The type I Interferon system is a major player in antiviral defence against all kinds of viruses. Virus-infected cells release type I interferons (IFN-α/β), which warn the body of the intrusion. Secreted interferons cause susceptible cells to express powerful antiviral mechanisms to limit viral growth and spread. The interferon pathway could significantly reduce the levels of virus initially produced by an infected individual.

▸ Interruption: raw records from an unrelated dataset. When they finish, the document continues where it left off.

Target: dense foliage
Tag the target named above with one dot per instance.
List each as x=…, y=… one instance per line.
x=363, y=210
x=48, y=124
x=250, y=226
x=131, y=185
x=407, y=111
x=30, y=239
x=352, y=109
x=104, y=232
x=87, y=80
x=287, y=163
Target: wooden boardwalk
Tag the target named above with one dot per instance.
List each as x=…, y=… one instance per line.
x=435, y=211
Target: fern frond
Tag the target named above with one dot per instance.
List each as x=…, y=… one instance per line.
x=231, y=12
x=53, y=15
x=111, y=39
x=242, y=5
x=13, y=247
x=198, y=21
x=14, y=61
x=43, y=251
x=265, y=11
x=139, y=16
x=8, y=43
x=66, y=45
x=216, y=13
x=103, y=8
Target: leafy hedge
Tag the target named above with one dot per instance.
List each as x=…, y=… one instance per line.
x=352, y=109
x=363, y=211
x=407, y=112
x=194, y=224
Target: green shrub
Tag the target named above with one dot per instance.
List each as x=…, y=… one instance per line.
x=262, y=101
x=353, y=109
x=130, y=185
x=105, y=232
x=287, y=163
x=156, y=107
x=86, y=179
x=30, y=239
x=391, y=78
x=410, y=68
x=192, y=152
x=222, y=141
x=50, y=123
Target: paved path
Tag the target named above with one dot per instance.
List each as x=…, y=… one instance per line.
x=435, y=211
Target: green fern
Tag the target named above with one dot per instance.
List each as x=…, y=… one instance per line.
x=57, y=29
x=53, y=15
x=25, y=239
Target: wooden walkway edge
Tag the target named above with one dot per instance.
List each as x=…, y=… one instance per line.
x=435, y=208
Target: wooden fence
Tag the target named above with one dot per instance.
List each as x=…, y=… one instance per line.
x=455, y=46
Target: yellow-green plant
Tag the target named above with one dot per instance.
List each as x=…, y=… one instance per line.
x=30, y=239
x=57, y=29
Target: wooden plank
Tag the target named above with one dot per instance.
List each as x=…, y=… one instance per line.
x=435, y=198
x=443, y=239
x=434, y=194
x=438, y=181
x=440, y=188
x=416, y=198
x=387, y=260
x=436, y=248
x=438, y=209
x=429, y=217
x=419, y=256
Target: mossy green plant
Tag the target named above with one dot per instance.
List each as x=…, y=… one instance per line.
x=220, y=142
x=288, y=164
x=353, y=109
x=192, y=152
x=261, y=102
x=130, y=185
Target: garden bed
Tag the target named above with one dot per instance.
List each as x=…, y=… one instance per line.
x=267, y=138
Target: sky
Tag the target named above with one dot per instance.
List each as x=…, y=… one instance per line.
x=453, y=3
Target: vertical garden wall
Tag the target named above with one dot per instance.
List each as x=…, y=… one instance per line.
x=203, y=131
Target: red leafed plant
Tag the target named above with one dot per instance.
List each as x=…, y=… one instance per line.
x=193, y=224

“They are clinically viable therapeutic agents that have been studied for viruses like HIV-1 for years,” explained Prof Santiago. “Here we looked at up to 17 different human interferons and found that some interferons, such as IFNalpha8, more strongly inhibited SARS-CoV-2. Importantly, later variants of the virus have developed significant resistance to their antiviral effects. For example, substantially more interferon would be needed to inhibit the omicron variant than the strains isolated during the earliest days of the pandemic.”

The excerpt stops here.